In August 2022, unprecedented floods submerged a third of Pakistan underwater, causing billions of dollars in damage and displacing around 3.6 million children — many of whom went months without access to proper shelter, safe drinking water and sanitation. With every additional 1 C of warming, the global risks of displacement from flooding are projected to rise by as much as 50 per cent.

A young girl walks across a makeshift path through stagnant floodwaters in Sindh province, Pakistan. Photo by UK Department for International Development / Flickr (CC BY-SA 2.0)

The UNICEF analysis detected 1.3 million child displacements due to drought with Somalia, Ethiopia and Afghanistan by far the worst affected countries. Water scarcity forces people to move due to failed crops and to find drinking water for themselves and livestock, but the true scale of drought migration is unknown as it is difficult to measure and radically underreported.

Meanwhile, the U.S. accounted for three-quarters (610,000 out of 810,000) of child displacements linked to wildfires, with over half of the rest happening in Canada, Israel, Turkey and Australia. In the U.S., fires are increasingly linked to the expanding wildland-urban interface (WUI), the zone between undeveloped wildland and human development, where more than 3,000 homes and other buildings are lost annually.

Earlier this year, entire communities were displaced by wildfires in Canada and Greece.

Overall, children accounted for one in three of the 135 million global internal displacements that were linked to more than 8,000 weather-related disasters between 2016 and 2021 — and the toll is likely to get much worse, according to the report.

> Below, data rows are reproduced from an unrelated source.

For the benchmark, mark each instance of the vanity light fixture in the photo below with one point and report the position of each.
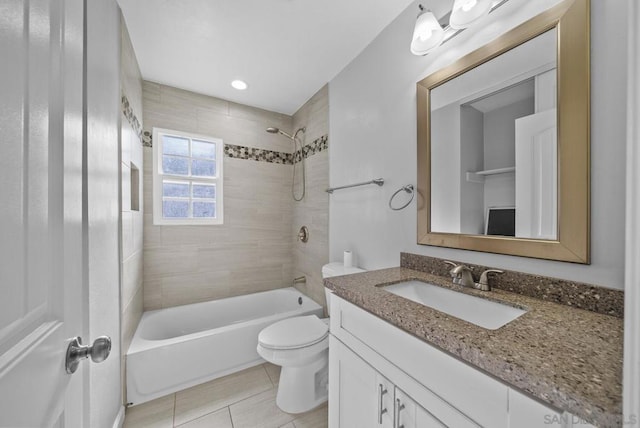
(430, 32)
(427, 34)
(239, 85)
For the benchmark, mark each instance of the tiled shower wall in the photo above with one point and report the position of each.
(131, 212)
(251, 251)
(313, 210)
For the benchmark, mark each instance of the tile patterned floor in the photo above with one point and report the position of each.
(246, 399)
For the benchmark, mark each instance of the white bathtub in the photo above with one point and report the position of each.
(179, 347)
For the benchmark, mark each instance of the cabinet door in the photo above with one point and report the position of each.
(411, 415)
(353, 389)
(525, 412)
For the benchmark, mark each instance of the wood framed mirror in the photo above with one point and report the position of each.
(503, 143)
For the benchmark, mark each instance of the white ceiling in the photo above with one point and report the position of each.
(284, 49)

Riverine floods pose the biggest future risk and could displace almost 96 million children over the next 30 years, according to the IDMC disaster displacement model. Based on current climate data, winds and storm surges could displace 10.3 million and 7.2 million children respectively over the same period, though this could be much worse if fossil fuels are not phased out urgently.

Given their large populations, India, Bangladesh, Vietnam, the Philippines and China will likely have the most child displacements. In relative terms, children in the British Virgin Islands, the Bahamas, and Antigua and Barbuda are forecast to suffer most weather-disaster displacements over the coming years.

“The figures are extremely worrying and demonstrate the urgent need for states to recognize and plan for the link between climate change and displacement, to minimize long-term health, education and other developmental impacts on displaced children,” said Adeline Neau, an Amnesty International researcher for Central America and Mexico.